In April, the U.S. Preventive Services Task Force (USPSTF) released an updated recommendation supporting individualized decision-making for PSA-based prostate cancer screening among men ages 55 to 69, and MedPage Today surveyed prominent physicians for their thoughts about it. Click here to see what they told us then. In this follow-up, we examine how attitudes among physicians may have evolved in the months since.
While the previous statement recommended against routine PSA screening for men of any age, the draft released in April stated that men should have the opportunity to weigh the potential benefits and harms of screening and make a decision based on their own values and preferences. The recommendation applies to men who have an increased risk of prostate cancer due to race or family history, as well as to average-risk men, but the recommendation against screening in men ages ≥70 remained the same.
The 2017 update better aligns with guidances from the American Urological Association (AUA) and the American Cancer Society (ACS) and was well received by physicians throughout the country.
When asked for his thoughts on the updated recommendation, David F. Penson, MD, MPH, of Vanderbilt University Medical Center in Nashville, responded: “This is good because the earlier recommendation against screening from the USPSTF made it difficult for primary care providers to figure out whether or not to screen men for prostate cancer, which resulted in a drop in screening and new diagnoses of prostate cancer, which may have some very negative effects over time.”
Penson wasn’t the only physician to express concern with the previous recommendation.
“The prior guidelines were resulting in an increased incidence of more aggressive prostate cancers as a result of a lack of screening,” Alexander W. Pastuszak, MD, of Baylor College of Medicine in Houston, told MedPage Today: “The modified guidelines bridge that gap by effectively endorsing some level of PSA-based screening — a mortality benefit which is supported by numerous clinical trials.”
William K. Oh, MD, of Icahn School of Medicine at Mount Sinai in New York City, shared a similar but more cautious perspective: “When the previous recommendation was announced that patients should not be screened at all, I do think it decreased screening rates,” he explained via email. “I think this change will slowly increase screening again, but I don’t think it will happen quickly. Unfortunately, I think these rapid back-and-forth changes have the effect of causing clinicians to become confused and potentially not respond to guidelines.”
Has This Changed Screening Rates?
A recent study showed that one-third of men did not discuss the pros and cons of PSA tests with clinicians prior to testing — suggesting that the new guideline might be a necessary step toward providing more discussion-driven, patient-centered care.
Penson said that while he was already practicing individual decision-making, the update “has allowed us to explore new ways to implement shared decision-making, including using established nomograms when counseling patients.”
When asked to comment on any observed trends following the new recommendations, he replied: “It seems like we are seeing more patients getting their PSA checked by their primary care physicians since the USPSTF has changed their grade recommendation to a C. I think when the recommendation was a grade D, primary care physicians didn’t bring it up with patients and just didn’t screen at all. Now, they are asking their patients if they are interested and having at least a cursory discussion about the pros and cons of screening.”
Pastuszak commented that he now considers the modified age range for screening, and also engages in a more personalized discussion with screened patients around shared decision-making. “I’ve also started using the prostate health index (PHI), a new PSA-based prostate cancer test that provides additional discrete data on prostate cancer likelihood,” he added.

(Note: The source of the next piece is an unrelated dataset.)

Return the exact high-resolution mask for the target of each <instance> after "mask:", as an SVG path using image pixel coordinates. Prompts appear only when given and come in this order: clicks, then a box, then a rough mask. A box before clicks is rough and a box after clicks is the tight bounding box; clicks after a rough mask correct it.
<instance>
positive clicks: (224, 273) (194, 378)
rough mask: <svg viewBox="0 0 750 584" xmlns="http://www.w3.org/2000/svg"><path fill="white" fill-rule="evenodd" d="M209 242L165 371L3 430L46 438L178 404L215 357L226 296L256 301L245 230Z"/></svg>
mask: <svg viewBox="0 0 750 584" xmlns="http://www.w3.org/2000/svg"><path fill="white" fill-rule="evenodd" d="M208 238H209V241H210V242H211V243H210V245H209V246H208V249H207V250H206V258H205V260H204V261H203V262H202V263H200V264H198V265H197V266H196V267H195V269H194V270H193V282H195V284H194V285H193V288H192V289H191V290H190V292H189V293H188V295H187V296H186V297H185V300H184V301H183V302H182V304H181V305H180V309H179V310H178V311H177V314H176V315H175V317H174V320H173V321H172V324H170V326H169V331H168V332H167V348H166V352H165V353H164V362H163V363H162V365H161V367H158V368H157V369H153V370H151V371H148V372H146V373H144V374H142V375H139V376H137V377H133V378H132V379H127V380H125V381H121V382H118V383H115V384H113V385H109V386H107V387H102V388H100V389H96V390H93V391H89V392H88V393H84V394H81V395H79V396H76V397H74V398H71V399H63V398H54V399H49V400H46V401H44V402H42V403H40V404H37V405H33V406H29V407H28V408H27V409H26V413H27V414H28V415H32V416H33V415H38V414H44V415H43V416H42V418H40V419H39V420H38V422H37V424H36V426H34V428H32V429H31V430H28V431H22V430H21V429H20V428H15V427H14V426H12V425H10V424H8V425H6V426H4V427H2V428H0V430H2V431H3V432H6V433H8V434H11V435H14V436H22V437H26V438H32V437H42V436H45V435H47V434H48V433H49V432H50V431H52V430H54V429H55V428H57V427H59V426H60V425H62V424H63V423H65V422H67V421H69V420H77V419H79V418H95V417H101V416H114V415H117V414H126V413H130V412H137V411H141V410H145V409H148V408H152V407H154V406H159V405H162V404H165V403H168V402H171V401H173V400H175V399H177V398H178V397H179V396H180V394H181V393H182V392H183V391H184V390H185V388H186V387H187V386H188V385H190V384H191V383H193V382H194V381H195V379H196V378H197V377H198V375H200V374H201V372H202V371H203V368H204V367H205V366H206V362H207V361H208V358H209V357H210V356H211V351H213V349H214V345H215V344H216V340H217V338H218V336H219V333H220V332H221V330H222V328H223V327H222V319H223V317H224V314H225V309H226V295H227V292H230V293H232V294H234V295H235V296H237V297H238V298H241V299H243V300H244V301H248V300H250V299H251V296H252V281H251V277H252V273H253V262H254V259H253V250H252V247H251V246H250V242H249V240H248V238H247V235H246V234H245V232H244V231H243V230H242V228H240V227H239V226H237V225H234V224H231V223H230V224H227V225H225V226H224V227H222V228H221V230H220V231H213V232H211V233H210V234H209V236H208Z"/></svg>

While the consensus is that discussing the pros and cons of PSA testing is good medicine, there are also concerns that a thorough discussion may not fit within the time allocated for a typical patient visit. “I make sure to emphasize that PSA screening does not necessarily mean that all prostate cancers need treatment,” said Oh. “Active surveillance is a reasonable and safe option for men with low-grade cancers who are unlikely to benefit from surgery or radiation. However, PSA screening can pick up more lethal cancers that may be cured if caught early. Unfortunately it is no easier to have this conversation in a 15-minute visit now than it was 5 years ago.”
What’s to Come in 2018?
Although it has been less than 10 months since the update, physicians said they expect to see how physician-patient dialogue will influence health outcomes within the next year.

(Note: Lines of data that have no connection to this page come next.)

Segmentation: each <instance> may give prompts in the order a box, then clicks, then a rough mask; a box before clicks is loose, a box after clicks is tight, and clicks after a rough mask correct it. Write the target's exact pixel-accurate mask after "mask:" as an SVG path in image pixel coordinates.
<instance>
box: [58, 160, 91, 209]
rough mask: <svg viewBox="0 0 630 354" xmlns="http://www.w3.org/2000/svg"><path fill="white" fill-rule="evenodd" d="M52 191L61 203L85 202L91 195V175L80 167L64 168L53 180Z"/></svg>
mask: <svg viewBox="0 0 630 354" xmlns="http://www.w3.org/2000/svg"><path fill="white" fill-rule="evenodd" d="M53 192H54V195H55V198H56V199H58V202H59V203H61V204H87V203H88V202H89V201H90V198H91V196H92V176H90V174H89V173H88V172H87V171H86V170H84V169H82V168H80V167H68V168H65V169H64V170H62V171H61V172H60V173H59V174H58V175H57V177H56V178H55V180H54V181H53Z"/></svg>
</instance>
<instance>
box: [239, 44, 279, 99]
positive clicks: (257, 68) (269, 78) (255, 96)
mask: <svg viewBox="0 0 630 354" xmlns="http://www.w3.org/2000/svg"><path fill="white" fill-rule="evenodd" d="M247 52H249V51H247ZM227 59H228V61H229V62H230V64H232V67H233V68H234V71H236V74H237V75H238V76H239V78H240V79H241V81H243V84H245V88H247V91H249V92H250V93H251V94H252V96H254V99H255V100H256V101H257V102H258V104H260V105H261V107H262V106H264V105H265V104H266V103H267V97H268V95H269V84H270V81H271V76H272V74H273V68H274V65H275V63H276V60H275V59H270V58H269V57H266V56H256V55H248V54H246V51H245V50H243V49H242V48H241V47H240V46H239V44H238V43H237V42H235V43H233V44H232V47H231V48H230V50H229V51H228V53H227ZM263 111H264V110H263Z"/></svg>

“Based on the revised USPSTF recommendations, I anticipate the number of men receiving PSA screening will increase,” commented Ronald C. Chen, MD, MPH, of the University of North Carolina at Chapel Hill. “I believe fewer men will be diagnosed with aggressive or advanced cancers, which have a poorer prognosis.”
Howard Sandler, MD, of Cedars-Sinai Medical Center in Los Angeles, also remains optimistic, saying that he believes that future screening data will offer the medical community more secure evidence for or against PSA screening.